Out-Law News 1 min. read

UK public bodies spending £300m on 'unexpected' cloud costs, study finds


Public bodies in the UK are collectively spending £300 million extra on cloud computing than they anticipated having to outlay, according to new research from an IT service provider.

Sungard Availability Services (AS) said 82% of UK public sector organisations have "encountered some form of unplanned cloud spend", according to its research. It commissioned interviews with 45 UK public sector decision makers in February on cloud computing issues.

The majority of respondents (60%) admitted to having "spent more on managing their cloud implementations than originally predicted", Sungard AS said. Other "unforeseen costs" being run up by public sector organisations that have adopted cloud-based IT systems were also identified.

"Sungard AS’ research revealed that one of the biggest issues associated with the management side is staying in control of IT costs when adopting cloud services (60% ranked this as a top issue)," it said. "Alongside costs, integrating cloud with legacy systems (62%) is also a key challenge. Though this is true for all organisations, the issue is probably more prevalent in the public sector, which is faced with integrating cloud solutions into a legacy infrastructure, much of which still supports business critical applications that cannot simply be migrated quickly to a cloud environment – if at all."

"From a cost perspective, more than three quarters of UK public sector organisations (82%) have encountered some form of unplanned cloud spend. Each is paying an average of just under £139,000 per year on maintaining cloud services and an additional figure of almost £258,000 over the last five years thanks to unforeseen costs such as external maintenance costs for hardware (41%) and systems integration costs to ensure applications can share data (30%)," Sungard AS said in a new report.

According to the research, 44% of public sector organisations view the task of achieving "interoperability between hybrid IT environments" as "their biggest problem" when adopting cloud-based solutions. Sungard AS said 42% of the people they interviewed "admit to having struggled with their cloud implementation" and 55% of respondents said they think adopting cloud services has "increased the complexity of their IT environment".

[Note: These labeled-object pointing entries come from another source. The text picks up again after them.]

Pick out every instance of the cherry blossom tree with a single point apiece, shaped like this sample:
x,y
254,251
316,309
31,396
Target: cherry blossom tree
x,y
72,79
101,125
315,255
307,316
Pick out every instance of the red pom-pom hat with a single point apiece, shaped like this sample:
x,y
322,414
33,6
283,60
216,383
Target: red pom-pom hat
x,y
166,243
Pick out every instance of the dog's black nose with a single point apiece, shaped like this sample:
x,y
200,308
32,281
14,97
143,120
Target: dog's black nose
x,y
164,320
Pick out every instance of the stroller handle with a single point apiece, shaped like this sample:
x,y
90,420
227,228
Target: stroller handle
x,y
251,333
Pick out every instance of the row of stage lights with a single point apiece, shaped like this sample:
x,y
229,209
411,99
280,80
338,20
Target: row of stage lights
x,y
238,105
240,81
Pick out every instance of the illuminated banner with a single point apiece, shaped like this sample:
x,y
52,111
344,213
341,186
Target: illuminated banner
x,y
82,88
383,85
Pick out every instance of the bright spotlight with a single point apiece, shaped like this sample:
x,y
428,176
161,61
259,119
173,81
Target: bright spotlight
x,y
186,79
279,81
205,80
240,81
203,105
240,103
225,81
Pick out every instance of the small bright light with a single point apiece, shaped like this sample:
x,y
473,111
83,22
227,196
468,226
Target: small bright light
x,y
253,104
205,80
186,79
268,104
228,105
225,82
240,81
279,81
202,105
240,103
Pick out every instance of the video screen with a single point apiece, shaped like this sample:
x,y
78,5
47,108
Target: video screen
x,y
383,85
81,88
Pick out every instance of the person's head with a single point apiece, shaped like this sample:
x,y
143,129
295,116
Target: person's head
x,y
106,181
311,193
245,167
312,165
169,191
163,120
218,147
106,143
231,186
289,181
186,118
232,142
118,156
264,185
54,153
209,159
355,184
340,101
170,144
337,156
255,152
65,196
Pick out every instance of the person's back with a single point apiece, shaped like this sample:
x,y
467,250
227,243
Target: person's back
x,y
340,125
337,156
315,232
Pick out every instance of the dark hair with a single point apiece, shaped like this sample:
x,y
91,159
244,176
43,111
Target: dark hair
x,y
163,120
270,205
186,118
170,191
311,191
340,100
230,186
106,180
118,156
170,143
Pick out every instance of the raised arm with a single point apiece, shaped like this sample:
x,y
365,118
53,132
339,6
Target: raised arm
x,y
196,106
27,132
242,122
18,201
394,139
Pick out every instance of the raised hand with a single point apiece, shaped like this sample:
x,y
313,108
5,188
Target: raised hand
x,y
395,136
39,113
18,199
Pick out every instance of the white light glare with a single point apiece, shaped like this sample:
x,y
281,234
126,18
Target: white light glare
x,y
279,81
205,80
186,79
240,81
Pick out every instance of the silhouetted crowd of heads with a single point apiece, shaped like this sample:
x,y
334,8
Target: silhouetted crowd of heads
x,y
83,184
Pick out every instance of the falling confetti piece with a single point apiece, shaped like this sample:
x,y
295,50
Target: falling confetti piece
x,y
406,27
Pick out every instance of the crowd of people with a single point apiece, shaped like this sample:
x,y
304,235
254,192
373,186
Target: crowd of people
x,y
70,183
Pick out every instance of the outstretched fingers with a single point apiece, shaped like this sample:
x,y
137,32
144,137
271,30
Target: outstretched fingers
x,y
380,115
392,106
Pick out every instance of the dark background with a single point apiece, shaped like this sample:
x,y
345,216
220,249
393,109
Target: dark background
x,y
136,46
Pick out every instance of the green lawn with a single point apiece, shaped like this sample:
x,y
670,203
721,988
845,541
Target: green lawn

Half of public sector organisations that moved applications back from cloud-based systems to the "physical environment" do so "due to the complexity of operating a cloud environment", whilst 47% of those organisations cited cost reasons for migrating applications away from the cloud.

"In many cases, cloud computing was presented as a silver bullet for the CIO, a way to cut down on administrative processes and allow public sector IT departments to invest their time and resource in innovation and demonstrating technology’s role as an enabler of change," Sungard AS said. "Instead we can see that IT departments have as much admin work as ever before, if not more. The cloud hasn’t eliminated this maintenance work, and in fact, could even be said to have added more pressures for staff when ensuring that the system remains available."